Ensembles are useful forecast tools because they account for uncertainties in initial conditions, lateral boundary conditions, and/or model physics, and they provide probabilistic information to users. However, many ensembles suffer from under-dispersion, sub-optimal reliability, and systematic biases. Machine learning (ML) can help remedy these shortcomings by post-processing raw ensemble output. Conceptually, ML identifies (nonlinear and linear) patterns in historical numerical weather prediction (NWP) data during training and uses those patterns to make predictions about the future. My work seeks to answer questions related to the operational implementation of ML for post-processing ensemble-based probabilistic quantitative precipitation forecasts (PQPFs). These questions include how ML-based post-processing impacts different types of ensembles, compares to other post-processing techniques, performs at various precipitation thresholds, and functions with different amounts of training data.
During the first part of my visit, my work has used a random forest (RF) algorithm to create 24-h PQPFs from two multi-physics, multi-model ensembles: the 8-member convection-allowing High-Resolution Ensemble Forecast System Version 2 (HREFv2) and the 26-member convection-parameterizing Short-Range Ensemble Forecast System (SREF). RF-based PQPFs from each ensemble are compared against raw ensemble and spatially-smoothed PQPFs for a 496-day dataset spanning April 2017 – November 2018.
Preliminary results suggest that RF-based PQPFs are more accurate when compared to the raw and smoothed ensemble forecasts (Fig. 1). An example set of forecasts for the 1-inch threshold is shown in Fig. 2. Notably, the RF PQPFs have nearly perfect reliability without sacrificing resolution, as sometimes occurs with spatial smoothing (e.g., Fig. 2b). The RF technique performs best for the SREF, presumably because it has more systematic biases than the HREFv2, and for lower precipitation thresholds, since there are more examples of observations exceeding these thresholds (i.e., the RF has more positive training examples to work with).
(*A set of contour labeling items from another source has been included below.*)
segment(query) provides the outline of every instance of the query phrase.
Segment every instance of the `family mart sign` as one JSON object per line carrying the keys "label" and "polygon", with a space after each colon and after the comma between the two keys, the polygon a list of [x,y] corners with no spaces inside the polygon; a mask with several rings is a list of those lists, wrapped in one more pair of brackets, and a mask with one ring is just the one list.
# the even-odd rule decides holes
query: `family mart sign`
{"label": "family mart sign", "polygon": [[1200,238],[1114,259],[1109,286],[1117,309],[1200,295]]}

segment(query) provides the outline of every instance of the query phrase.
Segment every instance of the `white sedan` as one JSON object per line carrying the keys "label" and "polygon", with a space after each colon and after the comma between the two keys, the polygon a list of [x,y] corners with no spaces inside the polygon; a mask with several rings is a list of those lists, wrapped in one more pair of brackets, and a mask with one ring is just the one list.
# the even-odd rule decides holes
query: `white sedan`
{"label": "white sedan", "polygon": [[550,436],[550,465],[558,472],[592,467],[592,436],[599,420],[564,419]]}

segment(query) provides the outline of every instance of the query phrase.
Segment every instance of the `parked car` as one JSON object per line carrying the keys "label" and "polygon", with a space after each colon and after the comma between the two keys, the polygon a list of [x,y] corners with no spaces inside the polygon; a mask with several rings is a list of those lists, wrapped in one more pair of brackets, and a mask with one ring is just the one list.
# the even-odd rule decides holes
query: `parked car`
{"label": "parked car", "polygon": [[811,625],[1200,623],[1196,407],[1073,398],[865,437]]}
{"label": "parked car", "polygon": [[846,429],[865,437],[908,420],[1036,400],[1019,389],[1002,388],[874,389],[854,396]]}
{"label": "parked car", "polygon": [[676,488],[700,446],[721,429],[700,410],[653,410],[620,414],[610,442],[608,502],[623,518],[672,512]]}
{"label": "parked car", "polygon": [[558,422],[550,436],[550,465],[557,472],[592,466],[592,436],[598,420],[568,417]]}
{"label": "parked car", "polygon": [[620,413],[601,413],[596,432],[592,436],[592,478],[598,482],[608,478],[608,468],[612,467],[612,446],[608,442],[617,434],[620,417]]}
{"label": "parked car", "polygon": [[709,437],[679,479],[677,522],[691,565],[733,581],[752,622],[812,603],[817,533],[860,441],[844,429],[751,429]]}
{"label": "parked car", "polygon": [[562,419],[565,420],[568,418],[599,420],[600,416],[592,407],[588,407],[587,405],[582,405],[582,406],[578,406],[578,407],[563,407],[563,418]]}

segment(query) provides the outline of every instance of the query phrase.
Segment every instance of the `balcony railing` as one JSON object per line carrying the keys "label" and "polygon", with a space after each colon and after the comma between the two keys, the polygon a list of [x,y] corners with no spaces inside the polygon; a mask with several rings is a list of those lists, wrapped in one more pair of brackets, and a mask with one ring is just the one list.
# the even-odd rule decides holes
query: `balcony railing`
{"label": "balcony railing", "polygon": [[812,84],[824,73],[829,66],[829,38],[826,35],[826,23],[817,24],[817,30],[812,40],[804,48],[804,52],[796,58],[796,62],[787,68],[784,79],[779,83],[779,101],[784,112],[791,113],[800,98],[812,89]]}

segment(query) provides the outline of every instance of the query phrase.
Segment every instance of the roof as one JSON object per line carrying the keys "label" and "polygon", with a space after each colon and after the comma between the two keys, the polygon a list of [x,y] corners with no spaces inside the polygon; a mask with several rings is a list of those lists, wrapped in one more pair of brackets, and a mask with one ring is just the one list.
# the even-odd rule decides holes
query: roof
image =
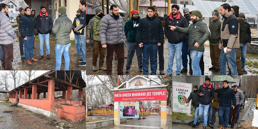
{"label": "roof", "polygon": [[73,89],[86,87],[86,85],[81,76],[80,71],[52,71],[48,72],[10,91],[12,93],[28,88],[28,93],[32,93],[32,86],[37,85],[37,92],[47,92],[48,81],[52,80],[55,82],[55,91],[66,91],[69,86],[73,86]]}
{"label": "roof", "polygon": [[114,108],[114,105],[112,103],[109,103],[108,104],[102,104],[98,106],[98,108],[107,107],[108,108]]}

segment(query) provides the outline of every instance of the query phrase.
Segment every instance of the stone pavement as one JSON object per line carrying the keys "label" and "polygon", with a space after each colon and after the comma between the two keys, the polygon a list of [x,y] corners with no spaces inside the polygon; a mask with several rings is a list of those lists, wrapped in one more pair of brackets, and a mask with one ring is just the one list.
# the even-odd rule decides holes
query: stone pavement
{"label": "stone pavement", "polygon": [[[35,38],[35,41],[34,45],[35,48],[34,49],[34,53],[35,58],[36,59],[38,59],[40,57],[39,54],[39,41],[38,40],[38,36],[37,36]],[[18,42],[15,42],[14,46],[14,58],[13,62],[13,67],[14,70],[54,70],[56,67],[56,59],[55,59],[55,44],[54,37],[50,36],[50,60],[47,60],[46,58],[46,55],[45,52],[46,52],[46,47],[44,45],[43,52],[44,52],[44,56],[45,56],[42,59],[39,60],[37,62],[32,62],[32,65],[30,66],[26,64],[26,61],[25,59],[21,59],[19,48],[19,43]],[[167,70],[168,68],[168,54],[167,48],[167,44],[168,42],[167,39],[165,39],[165,43],[164,45],[164,57],[165,60],[164,71],[165,73],[167,73]],[[205,75],[219,75],[219,73],[216,73],[212,71],[208,70],[209,68],[211,67],[211,65],[210,59],[210,50],[209,47],[209,42],[206,41],[205,42],[205,51],[204,54],[204,74]],[[70,65],[69,70],[85,70],[88,73],[87,75],[105,75],[106,72],[103,71],[98,71],[95,72],[94,72],[92,71],[92,64],[91,63],[91,59],[92,57],[92,52],[91,50],[91,46],[90,45],[87,45],[87,53],[86,54],[86,63],[87,65],[86,66],[79,67],[77,65],[77,63],[79,63],[77,61],[77,59],[79,58],[78,56],[75,56],[73,54],[76,52],[76,48],[75,46],[74,41],[72,41],[72,44],[71,47],[69,49],[69,55],[70,57]],[[127,55],[127,47],[125,48],[125,55]],[[247,54],[246,57],[246,62],[250,61],[258,61],[258,54],[254,54],[251,53],[248,53]],[[104,61],[105,62],[106,58],[104,59]],[[117,74],[116,71],[116,66],[117,65],[117,60],[113,60],[113,64],[112,67],[112,73],[113,74]],[[130,73],[126,74],[124,73],[125,71],[126,66],[126,59],[125,60],[124,64],[124,74],[127,75],[141,75],[142,74],[142,73],[139,72],[138,70],[138,63],[137,59],[136,57],[136,54],[135,53],[134,56],[133,58],[133,61],[131,65],[132,68],[130,69],[131,71]],[[173,69],[173,71],[174,71],[176,70],[175,64],[176,61],[175,59],[174,60],[174,65]],[[61,66],[61,70],[63,70],[64,69],[64,59],[63,58],[62,59],[62,63]],[[98,64],[97,62],[97,64]],[[104,66],[106,66],[105,63],[104,63]],[[97,67],[98,65],[97,65]],[[3,68],[2,65],[0,65],[0,70],[3,70]],[[157,74],[159,74],[159,71],[158,69],[157,71]],[[183,67],[182,67],[182,68]],[[255,68],[254,67],[249,67],[246,65],[245,70],[247,71],[248,73],[246,75],[257,75],[257,74],[254,73],[252,72],[254,70],[258,71],[258,68]],[[188,69],[188,71],[189,69]],[[149,67],[149,74],[150,74],[150,67]],[[250,71],[251,72],[250,72]],[[228,71],[227,71],[228,72]],[[173,74],[175,75],[175,73]],[[189,73],[182,74],[184,75],[189,75]]]}

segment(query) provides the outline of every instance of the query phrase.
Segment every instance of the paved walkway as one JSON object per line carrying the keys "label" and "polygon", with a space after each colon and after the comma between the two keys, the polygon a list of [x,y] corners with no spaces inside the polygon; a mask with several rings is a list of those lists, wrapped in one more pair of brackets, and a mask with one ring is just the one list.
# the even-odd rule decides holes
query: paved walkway
{"label": "paved walkway", "polygon": [[[44,53],[44,56],[45,56],[42,59],[39,60],[38,62],[32,62],[32,65],[30,66],[26,64],[26,60],[25,59],[21,59],[20,55],[20,52],[19,48],[19,43],[18,42],[16,42],[14,46],[14,58],[13,62],[13,67],[14,70],[54,70],[56,67],[56,59],[55,59],[55,44],[54,37],[50,36],[50,58],[49,60],[47,60],[46,58],[46,55],[45,53]],[[38,59],[40,57],[39,54],[39,41],[38,40],[38,38],[36,37],[35,39],[34,46],[34,53],[35,58]],[[167,70],[168,68],[168,54],[167,48],[167,44],[168,42],[167,39],[165,39],[165,44],[164,45],[164,57],[165,60],[164,65],[165,72],[166,74]],[[209,71],[209,68],[211,67],[211,63],[210,61],[210,50],[209,47],[209,42],[206,41],[205,43],[205,51],[204,54],[204,74],[205,75],[219,75],[219,73],[213,72],[212,71]],[[74,43],[74,41],[72,42],[71,47],[69,50],[69,56],[70,57],[70,65],[69,67],[70,70],[85,70],[87,71],[87,75],[105,75],[106,72],[103,71],[98,71],[94,72],[92,71],[92,64],[91,63],[91,59],[90,59],[92,57],[92,52],[91,51],[91,46],[90,45],[87,45],[87,53],[86,54],[86,63],[87,65],[84,67],[79,67],[78,66],[77,64],[79,62],[77,61],[77,59],[79,58],[78,56],[75,56],[73,54],[76,52],[76,48]],[[125,55],[127,55],[127,47],[125,48]],[[46,52],[46,47],[45,45],[44,46],[43,51],[44,52]],[[258,61],[258,54],[254,54],[250,53],[247,54],[246,57],[246,62],[252,61]],[[106,58],[104,59],[105,62]],[[126,66],[126,59],[125,60],[125,63],[124,66],[124,73],[125,75],[142,75],[142,73],[139,72],[138,70],[138,63],[137,59],[136,57],[136,54],[135,53],[134,56],[133,60],[133,62],[131,65],[132,68],[130,69],[131,71],[130,73],[125,74],[124,72],[125,71]],[[173,71],[174,72],[176,70],[176,67],[175,64],[176,63],[175,59],[174,60],[174,65],[173,68]],[[62,64],[61,66],[61,70],[64,69],[64,59],[63,58],[62,59]],[[97,63],[98,64],[98,63]],[[116,71],[116,66],[117,65],[117,60],[113,60],[113,71],[112,73],[114,75],[117,74]],[[106,66],[105,63],[104,63],[104,66]],[[98,64],[97,67],[98,67]],[[158,68],[159,67],[158,66]],[[254,70],[258,71],[258,68],[255,68],[254,67],[249,67],[246,65],[245,70],[247,71],[248,73],[246,75],[257,75],[257,73],[253,73],[252,72]],[[183,68],[183,67],[182,67]],[[150,67],[149,67],[149,71],[150,71]],[[0,70],[3,70],[2,65],[0,65]],[[188,69],[188,71],[189,69]],[[159,74],[159,70],[157,71],[157,74]],[[174,75],[175,75],[175,73],[173,73]],[[189,73],[182,74],[184,75],[189,75]]]}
Once an RF has undergone training, it is computationally inexpensive to run in real-time. After data preprocessing, a real-time forecast can be generated in less than a minute on a single processor. Including preprocessing, the forecast takes about 30 minutes to generate. Real-time RF PQPFs are currently being produced for the 00Z HREFv2 initialization and can be accessed at https://www.spc.noaa.gov/exper/href/ under the precipitation tab.
Future work will add temporal resolution to the ML-based forecasts and will compare the benefits of ML-based post-processing for formally-designed ensembles, whose members use the same physical parameterizations and produce equally-likely solutions (e.g., the NCAR ensemble), and informally-designed ensembles, whose members use different physical parameterizations and produce unequally-likely solutions (e.g., the Storm Scale Ensemble of Opportunity). I am grateful to the DTC Visitor Program for supporting this work.